Normally, this is the part where I’d question whether or not Swizz Beatz had the sense to get a pre-nup, but I’m assuming he did. Not because I believe his genius extends to anything other than producing rap songs, but because he’s already been taken to the cleaners once, by that first woman he was married to, the video ho. Or was she supposed to be a singer? All I know is I once saw a picture of her, and that bitch was smokin’. If she was a singer, I’m surprised her career didn’t go anywhere. She was the kind of broad a brother such as myself refers to when he says it’s not like he wouldn’t get with any black woman. At least in terms of her appearance.

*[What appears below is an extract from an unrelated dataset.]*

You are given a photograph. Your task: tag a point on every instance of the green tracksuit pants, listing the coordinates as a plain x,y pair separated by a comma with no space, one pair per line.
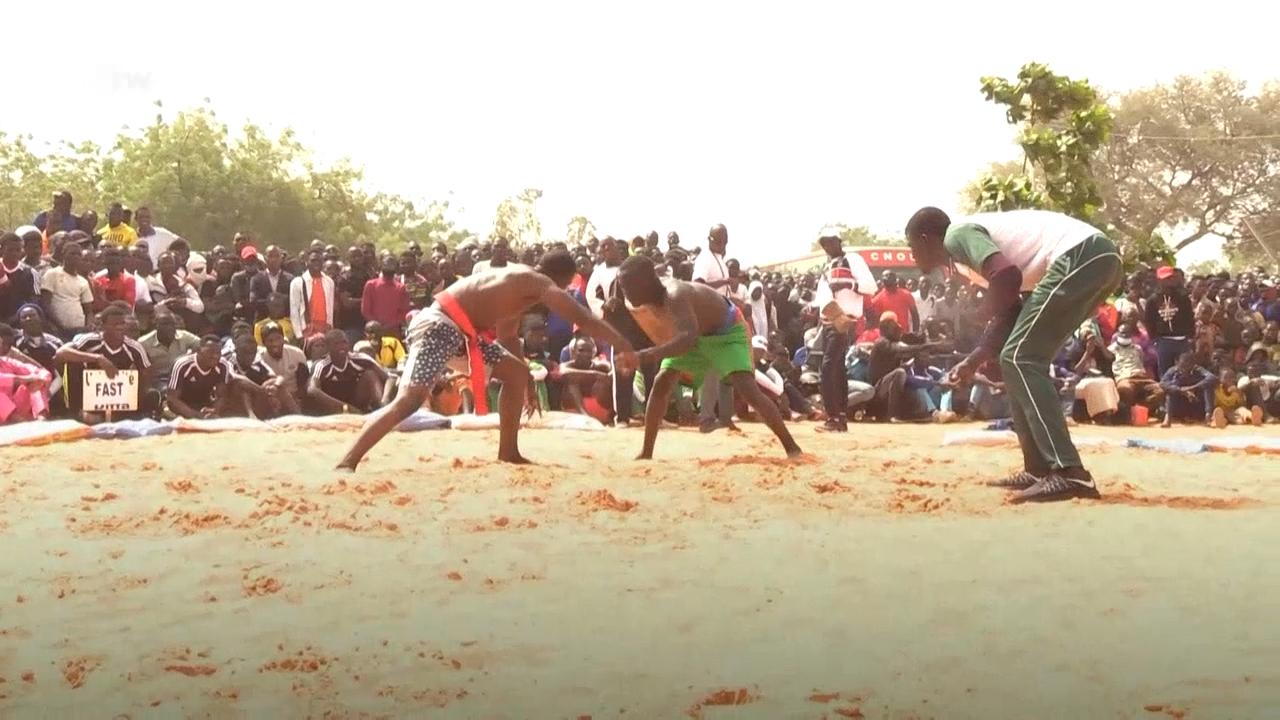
1068,295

But apparently she’ll try to destroy you financially. It just goes to show the danger of getting with these video hoes. Or, very well-endowed singers. Whatever the case may be.
Speaking of which, I read somewhere the other day that Joe Budden is currently banging Esther Baxter (literally, as we speak), and I’m not gonna lie – I was as jealous of Joe Budden as I ever have been. Which is to say, kinda. I could give a rat’s ass about Taheezo, who looks like an elementary school bus driver, and some of these other hoo-ers he’s been with, but Esther Baxter really is the GOAT video ho. Even if all she ever did was that “Freek-A-Leek” video, you could probably make that case. That shit was mad jiggly. Alas, that was back when I was still in college. She was always half a bag of Funyuns away from looking like someone’s mother, and now she actually is someone’s mother. Still, something tells me I’ll always hold a candle for Esther Baxter. In case you haven’t noticed, I have a tendency to develop attachments to things and hold onto them forever and ever. I even almost reflexively fapped that time Foxy Brown was on the Mo’nique show.
The fact that Joe Budden is now living my mid ’00s-era dream suggests to me that, for a rapper, getting with one of these videos hoes can’t be any more difficult than contacting her suitcase pimp and expressing an interest. If c-list rappers like Joe Budden and Red Cafe can get with some of the most legendary video hoes, I’m sure Swizz Beatz could get one for every day of the week. The problem is, you’d always have to worry about them taking shit from your house, or worse, getting knocked up. In which case you might get screwed even with a pre-nup, since it’s not like she can afford a decent place of her own. If you’re a rapper on a par with a Swizz Beatz or a Jay-Z, and you’re the kind of codependent emotional cripple who would want to get married, in 2K10, you’re probably best off finding yourself one of these R&B chicks.